The senses should be trained by brick-building, rough modelling with sand, or stick laving in order to develop judgment, co-ordination, and muscle sense.
The social instinct should be encouraged from the first by letting children understand that teasing and bullying are not permitted. The baby of eighteen months or two years can quite easily develop the habit of pinching or biting if permitted to do so, and such habits do not tend to develop the mind on the right lines.
Because physical health affects mind growth, such hygienic questions as fresh air, proper sleep and rest, and the right sort of food, must receive their due measure of attention.

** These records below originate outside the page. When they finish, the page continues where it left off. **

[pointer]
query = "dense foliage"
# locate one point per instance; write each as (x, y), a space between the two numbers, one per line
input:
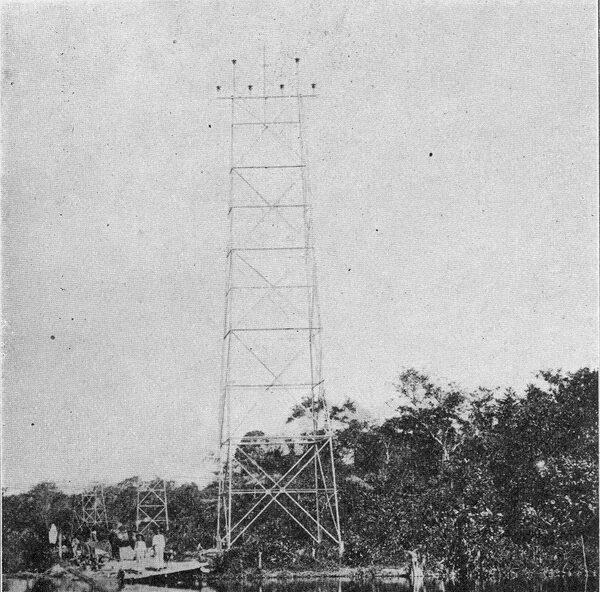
(482, 484)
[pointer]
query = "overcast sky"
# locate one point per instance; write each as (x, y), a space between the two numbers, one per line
(453, 153)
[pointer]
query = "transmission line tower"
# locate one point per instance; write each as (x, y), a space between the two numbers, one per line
(90, 509)
(152, 509)
(271, 360)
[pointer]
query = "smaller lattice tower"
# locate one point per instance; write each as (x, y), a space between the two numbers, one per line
(90, 509)
(152, 508)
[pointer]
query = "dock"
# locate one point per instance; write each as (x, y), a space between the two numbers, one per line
(135, 573)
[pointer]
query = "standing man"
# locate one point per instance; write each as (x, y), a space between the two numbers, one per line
(159, 543)
(115, 547)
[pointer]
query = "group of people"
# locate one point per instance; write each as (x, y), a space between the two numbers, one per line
(119, 545)
(158, 547)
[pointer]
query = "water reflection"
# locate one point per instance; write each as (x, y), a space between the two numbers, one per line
(195, 583)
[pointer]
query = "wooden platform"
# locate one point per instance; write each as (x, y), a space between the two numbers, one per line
(135, 573)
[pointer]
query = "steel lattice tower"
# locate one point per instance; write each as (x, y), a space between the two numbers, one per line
(271, 338)
(152, 509)
(90, 510)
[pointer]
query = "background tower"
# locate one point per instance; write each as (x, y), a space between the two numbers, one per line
(152, 508)
(90, 509)
(271, 338)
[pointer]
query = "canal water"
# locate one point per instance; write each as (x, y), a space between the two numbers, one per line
(396, 585)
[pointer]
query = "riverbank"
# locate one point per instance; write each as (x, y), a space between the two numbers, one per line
(286, 574)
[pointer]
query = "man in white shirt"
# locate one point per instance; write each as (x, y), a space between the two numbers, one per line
(159, 543)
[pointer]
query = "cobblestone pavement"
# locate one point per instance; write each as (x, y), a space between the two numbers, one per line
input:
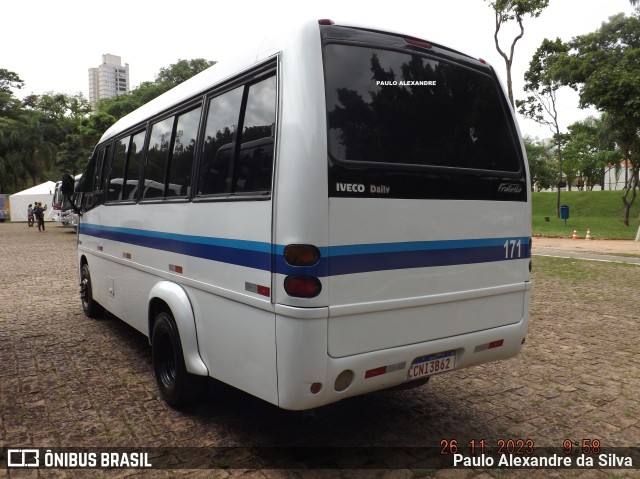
(67, 381)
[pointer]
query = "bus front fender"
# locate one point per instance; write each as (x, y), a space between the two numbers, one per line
(175, 297)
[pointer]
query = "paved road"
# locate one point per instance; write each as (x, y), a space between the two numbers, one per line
(563, 253)
(67, 381)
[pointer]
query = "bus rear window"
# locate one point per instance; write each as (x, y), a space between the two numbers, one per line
(403, 109)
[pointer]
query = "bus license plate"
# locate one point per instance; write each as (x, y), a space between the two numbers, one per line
(433, 364)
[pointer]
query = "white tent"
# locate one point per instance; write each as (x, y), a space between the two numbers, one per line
(19, 202)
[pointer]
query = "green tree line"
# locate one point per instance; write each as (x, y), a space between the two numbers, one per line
(42, 136)
(604, 68)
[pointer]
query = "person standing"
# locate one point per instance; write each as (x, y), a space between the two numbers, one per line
(30, 215)
(38, 211)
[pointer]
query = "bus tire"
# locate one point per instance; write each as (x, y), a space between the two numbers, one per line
(90, 306)
(177, 386)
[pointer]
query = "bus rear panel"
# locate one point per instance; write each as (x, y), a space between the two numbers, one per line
(345, 211)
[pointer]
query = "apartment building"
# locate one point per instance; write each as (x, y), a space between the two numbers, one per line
(108, 79)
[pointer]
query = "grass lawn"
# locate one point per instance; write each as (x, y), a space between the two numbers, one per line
(601, 212)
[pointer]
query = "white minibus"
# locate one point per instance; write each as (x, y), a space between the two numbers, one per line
(342, 211)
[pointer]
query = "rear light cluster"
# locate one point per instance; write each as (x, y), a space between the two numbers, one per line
(302, 286)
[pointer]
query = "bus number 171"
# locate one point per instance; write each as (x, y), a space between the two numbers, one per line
(512, 249)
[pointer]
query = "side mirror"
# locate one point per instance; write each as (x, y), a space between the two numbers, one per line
(67, 187)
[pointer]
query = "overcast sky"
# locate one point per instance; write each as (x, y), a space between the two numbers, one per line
(52, 44)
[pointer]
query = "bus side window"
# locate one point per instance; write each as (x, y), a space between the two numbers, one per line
(132, 170)
(253, 168)
(181, 161)
(157, 158)
(93, 193)
(116, 172)
(222, 118)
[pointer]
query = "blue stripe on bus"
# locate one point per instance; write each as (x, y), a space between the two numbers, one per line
(334, 260)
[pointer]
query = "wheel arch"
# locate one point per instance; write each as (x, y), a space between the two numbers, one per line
(172, 298)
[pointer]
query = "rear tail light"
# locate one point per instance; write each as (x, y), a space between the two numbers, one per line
(302, 286)
(301, 255)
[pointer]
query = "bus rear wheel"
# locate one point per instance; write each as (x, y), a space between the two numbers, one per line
(177, 386)
(90, 307)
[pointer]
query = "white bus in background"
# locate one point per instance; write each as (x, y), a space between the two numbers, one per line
(342, 211)
(68, 216)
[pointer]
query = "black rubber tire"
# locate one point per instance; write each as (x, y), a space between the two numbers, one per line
(91, 307)
(177, 386)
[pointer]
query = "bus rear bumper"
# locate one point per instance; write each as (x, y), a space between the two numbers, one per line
(318, 379)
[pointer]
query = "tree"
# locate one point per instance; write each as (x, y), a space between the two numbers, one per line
(182, 70)
(541, 104)
(508, 11)
(541, 165)
(604, 67)
(9, 80)
(590, 145)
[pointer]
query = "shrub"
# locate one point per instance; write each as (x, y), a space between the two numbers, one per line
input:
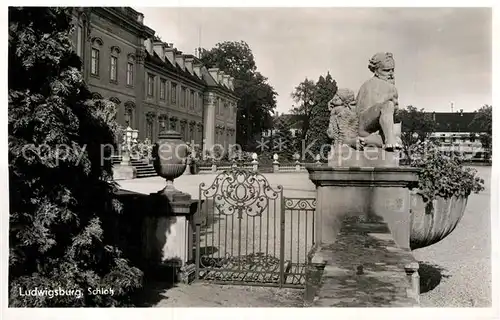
(442, 175)
(63, 207)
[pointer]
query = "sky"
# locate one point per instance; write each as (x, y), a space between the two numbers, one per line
(443, 55)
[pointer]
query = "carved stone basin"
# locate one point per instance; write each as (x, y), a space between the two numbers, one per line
(433, 221)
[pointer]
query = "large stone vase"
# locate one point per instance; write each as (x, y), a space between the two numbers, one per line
(434, 220)
(169, 154)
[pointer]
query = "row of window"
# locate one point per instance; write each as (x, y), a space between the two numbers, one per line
(113, 67)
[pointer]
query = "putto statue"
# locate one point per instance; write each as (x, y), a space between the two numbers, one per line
(368, 120)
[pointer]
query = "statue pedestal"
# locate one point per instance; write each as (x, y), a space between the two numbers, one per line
(345, 156)
(379, 193)
(124, 172)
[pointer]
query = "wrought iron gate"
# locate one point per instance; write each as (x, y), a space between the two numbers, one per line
(251, 234)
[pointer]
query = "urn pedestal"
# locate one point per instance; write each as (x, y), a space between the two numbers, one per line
(171, 229)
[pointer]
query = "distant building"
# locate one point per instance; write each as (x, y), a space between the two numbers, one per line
(154, 85)
(454, 132)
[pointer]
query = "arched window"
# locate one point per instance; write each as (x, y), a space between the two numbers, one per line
(97, 43)
(96, 96)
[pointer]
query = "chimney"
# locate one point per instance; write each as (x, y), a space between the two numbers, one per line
(189, 63)
(197, 69)
(169, 54)
(149, 45)
(159, 48)
(179, 58)
(214, 72)
(225, 80)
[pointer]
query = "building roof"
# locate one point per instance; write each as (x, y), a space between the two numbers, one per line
(210, 81)
(455, 122)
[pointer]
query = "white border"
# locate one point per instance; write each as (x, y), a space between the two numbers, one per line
(256, 313)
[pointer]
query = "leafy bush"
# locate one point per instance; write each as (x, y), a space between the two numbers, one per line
(142, 149)
(63, 208)
(442, 175)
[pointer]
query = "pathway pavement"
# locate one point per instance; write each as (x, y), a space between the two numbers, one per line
(455, 272)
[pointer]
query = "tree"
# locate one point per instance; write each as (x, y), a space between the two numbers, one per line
(257, 97)
(483, 119)
(417, 125)
(303, 95)
(62, 199)
(317, 137)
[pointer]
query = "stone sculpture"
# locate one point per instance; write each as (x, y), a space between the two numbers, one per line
(368, 120)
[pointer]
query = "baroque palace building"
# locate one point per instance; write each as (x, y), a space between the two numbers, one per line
(154, 85)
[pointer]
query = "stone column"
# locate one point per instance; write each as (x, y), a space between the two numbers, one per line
(209, 124)
(379, 193)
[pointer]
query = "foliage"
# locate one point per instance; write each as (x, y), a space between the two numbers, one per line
(317, 137)
(63, 209)
(284, 144)
(483, 119)
(441, 175)
(257, 97)
(303, 95)
(416, 126)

It has been said that nearly all the experiences we pass through during the first two years of life are forgotten altogether after a few years. At the same time the child's memory sense exists and develops very much at this period. He remembers from day to day, from week to week. By remembering all the various sensations of sight, hearing, touch, and smell, a child develops the important quality of "perception."
Perception can be very much stimulated in the nursery by the various devices which have been considered in different articles for developing the child's sense of play. All young children naturally wish to touch and handle objects, and this natural instinct can be utilised for encouraging mental growth. The child is intensely interested in novel objects at this period of his life, and very often so-called naughtiness or fractiousness is due to the fact that the mind is bored from inaction. A child can be kept happy for a long time by giving him one thing and then another thing to look at and examine. At the same time the error of continually keeping the mind and nervous centres on tension must be avoided. The great thing for mothers is to get children to play as much as possible by themselves. By the second year, the baby should have learned to occupy himself occasionally with his own affairs, that it is useless to fret for the continual attention of busy people.
These are all points in mental hygiene to which the young mother should pay attention, just as she would to the brushing of baby's hair or the making of his pudding. Good habits should be installed from the first, so that by the end of the second year baby is cheerful, happy, and intelligent, and his society is a pleasure to the rest of the household.